Australian consensus statement released on management of blood cancers during COVID-19 pandemic

Blood cancers

By Michael Woodhead

21 May 2020

Australian clinicians have developed a consensus statement giving specific advice on how to manage patients with lymphoma, chronic lymphocytic leukaemia and myeloma during the COVID-19 pandemic.

The position paper, published in the Internal Medicine Journal, provides supportive guidance to clinicians making individual patient decisions during the COVID-19 pandemic, as well as general recommendations on how to minimise patient exposure to COVID-19, such as by avoidance of non-essential visits and minimising time spent by patients in infusion suites.

As with other recent guidance statements for managing patients with blood cancers, the position paper says that there may be a need to reduce the potential for therapy-associated immunosuppression in patients infected with COVID-19. However in the context of low circulating levels of COVID-19 disease the guidance recommends against deferring or omitting treatment options with a clear established benefit in terms of survival outcomes.

For example, in patients with newly diagnosed diffuse large B-cell lymphoma and high-grade B-cell non-HL, the guidance does not recommend delay of therapy “in circumstances where the delay itself is likely to be deleterious to patient outcome as dose intensity and timeliness are important.”

“However in high-grade B-cell lymphoma with MYC and BCL2 and/or BCL6 rearrangements (’double-hit’ or ’triple-hit’), it is recommended to weigh up the resources needed and the immunosuppression risks associated with intensified regimens, such as dose-adjusted R-EPOCH, “particularly in those with low IPI and older patients who may experience increased toxicity. It may be reasonable to treat such patients with R-CHOP.”

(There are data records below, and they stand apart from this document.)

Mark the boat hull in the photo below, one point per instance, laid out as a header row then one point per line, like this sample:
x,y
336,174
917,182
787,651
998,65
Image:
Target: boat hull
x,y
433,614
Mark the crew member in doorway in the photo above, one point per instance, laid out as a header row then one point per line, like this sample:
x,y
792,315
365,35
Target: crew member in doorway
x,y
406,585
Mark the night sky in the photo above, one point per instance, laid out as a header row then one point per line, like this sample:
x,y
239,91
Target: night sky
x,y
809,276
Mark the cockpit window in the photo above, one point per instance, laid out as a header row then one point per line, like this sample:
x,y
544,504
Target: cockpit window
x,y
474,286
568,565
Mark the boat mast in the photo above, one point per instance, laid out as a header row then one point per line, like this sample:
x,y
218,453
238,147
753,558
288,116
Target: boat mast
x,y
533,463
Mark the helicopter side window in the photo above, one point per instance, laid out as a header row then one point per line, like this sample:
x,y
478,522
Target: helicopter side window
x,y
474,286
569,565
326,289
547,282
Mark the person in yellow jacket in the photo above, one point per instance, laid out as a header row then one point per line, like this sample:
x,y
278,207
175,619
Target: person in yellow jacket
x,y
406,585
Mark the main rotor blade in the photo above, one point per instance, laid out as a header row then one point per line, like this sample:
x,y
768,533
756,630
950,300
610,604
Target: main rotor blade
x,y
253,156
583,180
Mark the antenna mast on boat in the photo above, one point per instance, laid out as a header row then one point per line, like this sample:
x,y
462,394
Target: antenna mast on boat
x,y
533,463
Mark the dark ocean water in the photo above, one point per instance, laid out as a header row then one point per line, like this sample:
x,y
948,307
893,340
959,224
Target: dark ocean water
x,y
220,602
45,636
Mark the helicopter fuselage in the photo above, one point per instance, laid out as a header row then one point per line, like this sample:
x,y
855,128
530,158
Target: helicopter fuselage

The consensus statement notes that patients with chronic lymphocytic leukaemia are likely to be at increased risk of severe disease and mortality with COVID-19 as many patients are immunocompromised, even with early stage disease, and have additional risk factors, such as age and comorbidities.

“Consideration should be given to the delay of planned initiation of therapy where possible,” it suggests.

Guidance is also provided  on mitigating potential risks of agents such as Btk inhibitors and venetoclax and the cardiac toxicity associated with ibrutinib for patients who acquire COVID-19.

In the treatment of people with multiple myeloma it is suggested that consideration be given to stopping immunosuppressive agents such as ongoing dexamethasone in patients with stable disease, as it may not be essential for immediate disease control.

Specific advice is given on how to manage otherwise well patients with slow biochemical progression of MM but without end-organ damage and on decision making for autologous stem-cell transplants.

“Careful consideration, informed consent and a multidisciplinary approach are now more important than ever to tailor therapy to at-risk individuals, and thus, hopefully, reducing the impact of COVID-19 in our vulnerable patients,” the statement authors conclude.